“We may brave human laws, but we cannot resist natural ones.”
― Jules Verne, 20,000 Leagues Under the Sea
Presenting his fifth exhibition at Josh Lilley, Benedetto Pietromarchi stages an encounter of other-worldliness, filled with uncanny creatures that emerge at the thresholds of imagination. Crafting sci-fi-esque, anthropomorphic beings from the raw, earthly material of clay; Pietromarchi draws an unwavering line between our desire for autocracy and hegemony, and our inherent tie to nature. Set amongst the wild, intrepid expanses of the sea, Pietromarchi’s cast of gods and monsters contend with nature’s fiercest force and take the viewer into a space of the deep unknown, or unknowable.
A story in two parts, Pietromarchi charts an evolution, examining both the origins and the consequences of human intervention in nature. On one hand, we see octopus and jellyfish – the most cerebral and ancient sea creatures, attached to disembodied vase-like vessels laid dormant on the sea bed. However, just as with Captain Nemo’s first encounter at the ocean floor, these animals, like their flora counter-parts, do not “ask their hosts for sustenance, just a point of purchase” owing their existence only to the “water that sustains and nourishes them”. Perched atop these foreign objects, Pietromarchi sets a scene of first contact, placing the sway of power still in the hands of nature, over its mechanical interloper. In these diametric energies of organic and defunct matter, Pietromarchi also echoes the cycles of life and death, suggesting the presence of sacredity. In 1960, French oceanographer, filmmaker and author Jacques Cousteau described a shipwreck as a site where the “mixture of life and death is mysterious, even religious. There is the same sense of peace and mood that you feel on entering a cathedral.” It is this evocation which resonates through Pietromarchi’s work, reflecting on the unresolved and contradictory relationship between nature, humanity and the divine.
As time elapses, we see new creatures emerge, this time taking on a simian form. A reminder of our own ancestral roots, these monkey-like beings ride the waves, as Neptune in the stories of antiquity. Their agile, rambunctious bodies belie their primitive instincts, as they flail and flounder amidst the spray. Across their faces, a strange mix of irreverence and anguish, petrified in their argil state. Although suspended in playful oblivion, we are reminded of the legend of Faust, a pact whereby the price of sovereignty over nature is a perpetual suffering.
Through a unique interplay between material and matter, Pietromarchi conjures a dystopic realm that epitomises both the precarity and the power of nature. As one walks amongst the fragile, and yet vigorous sculptures, we are reminded of this paradox; our drive for control, but ultimate subservience to the earth. And as the world wages battles of wildfires and water, it is a story not far from anyone’s mind.

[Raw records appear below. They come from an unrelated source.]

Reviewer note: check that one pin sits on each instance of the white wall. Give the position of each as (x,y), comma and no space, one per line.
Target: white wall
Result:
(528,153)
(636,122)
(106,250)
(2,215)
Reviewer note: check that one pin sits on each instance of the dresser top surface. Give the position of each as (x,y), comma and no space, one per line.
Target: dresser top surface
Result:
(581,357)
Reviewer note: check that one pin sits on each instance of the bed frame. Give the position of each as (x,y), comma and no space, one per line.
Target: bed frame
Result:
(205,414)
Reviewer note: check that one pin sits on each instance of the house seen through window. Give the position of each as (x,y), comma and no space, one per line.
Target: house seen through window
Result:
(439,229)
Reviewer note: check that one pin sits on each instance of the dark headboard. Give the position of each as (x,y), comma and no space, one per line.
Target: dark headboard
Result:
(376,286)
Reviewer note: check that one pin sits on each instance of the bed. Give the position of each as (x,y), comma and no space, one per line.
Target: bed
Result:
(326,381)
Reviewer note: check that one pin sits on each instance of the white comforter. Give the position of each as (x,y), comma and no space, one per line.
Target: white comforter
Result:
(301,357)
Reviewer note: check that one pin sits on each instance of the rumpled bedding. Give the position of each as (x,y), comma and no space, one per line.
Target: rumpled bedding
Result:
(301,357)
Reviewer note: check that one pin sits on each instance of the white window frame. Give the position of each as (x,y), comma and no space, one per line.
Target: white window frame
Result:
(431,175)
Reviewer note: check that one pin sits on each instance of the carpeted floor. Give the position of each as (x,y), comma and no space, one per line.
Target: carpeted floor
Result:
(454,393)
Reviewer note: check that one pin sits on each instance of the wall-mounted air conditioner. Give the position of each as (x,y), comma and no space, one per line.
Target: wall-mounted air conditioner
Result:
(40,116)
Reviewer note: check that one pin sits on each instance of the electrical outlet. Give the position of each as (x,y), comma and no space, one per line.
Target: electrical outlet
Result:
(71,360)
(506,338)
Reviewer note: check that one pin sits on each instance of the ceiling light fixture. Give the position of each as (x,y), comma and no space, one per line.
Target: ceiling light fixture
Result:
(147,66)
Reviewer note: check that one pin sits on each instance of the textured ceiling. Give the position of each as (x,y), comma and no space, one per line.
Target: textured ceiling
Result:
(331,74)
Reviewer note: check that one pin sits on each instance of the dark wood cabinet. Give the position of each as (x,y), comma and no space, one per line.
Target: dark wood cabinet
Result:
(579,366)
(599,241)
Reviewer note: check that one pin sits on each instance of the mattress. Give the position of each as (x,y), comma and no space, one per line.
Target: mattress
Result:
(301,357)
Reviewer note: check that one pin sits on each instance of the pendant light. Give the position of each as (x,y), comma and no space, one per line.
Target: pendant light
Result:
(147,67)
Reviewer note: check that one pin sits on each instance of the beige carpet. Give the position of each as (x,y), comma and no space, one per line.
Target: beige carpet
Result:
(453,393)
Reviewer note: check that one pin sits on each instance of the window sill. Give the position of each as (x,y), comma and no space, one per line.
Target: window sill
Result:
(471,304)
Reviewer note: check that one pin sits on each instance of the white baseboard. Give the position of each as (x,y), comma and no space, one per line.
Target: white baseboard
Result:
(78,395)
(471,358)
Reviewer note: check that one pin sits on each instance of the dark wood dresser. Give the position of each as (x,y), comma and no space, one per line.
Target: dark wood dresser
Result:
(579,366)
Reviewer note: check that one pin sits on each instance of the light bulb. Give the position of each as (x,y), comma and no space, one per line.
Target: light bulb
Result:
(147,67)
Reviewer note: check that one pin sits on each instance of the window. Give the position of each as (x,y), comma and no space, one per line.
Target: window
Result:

Benedetto Pietromarchi (b. 1972, Rome, Italy) lives and works in Rome. Pietromarchi studied at the Accademia delle Belle Arti de Carrara, Italy in 1998. Previous solo exhibitions include Heaven on Mars, Galeria Christopher Paschall, Bogota, Colombia, 2014; Slosh, Josh Lilley, London, 2013; and Carrozza, Flora Fairbairn Projects, London, 2007. Selected group exhibitions include Kaleidoscope, Saatchi Gallery, London, 2019; ITaliens, Italian Embassy, Berlin, 2013; A Change of Heart, The University of Leicester’s Sculpture Garden, 2013, A Broken Fall, Josh Lilley, London, 2009 and A Heart of Glass, Shoreditch Town Hall, London, 2008. Pietromarchi completed the Owner’s Cabin Residency, July 2015, and was awarded the Kenneth Armitage Foundation Fellowship, 2009–2011.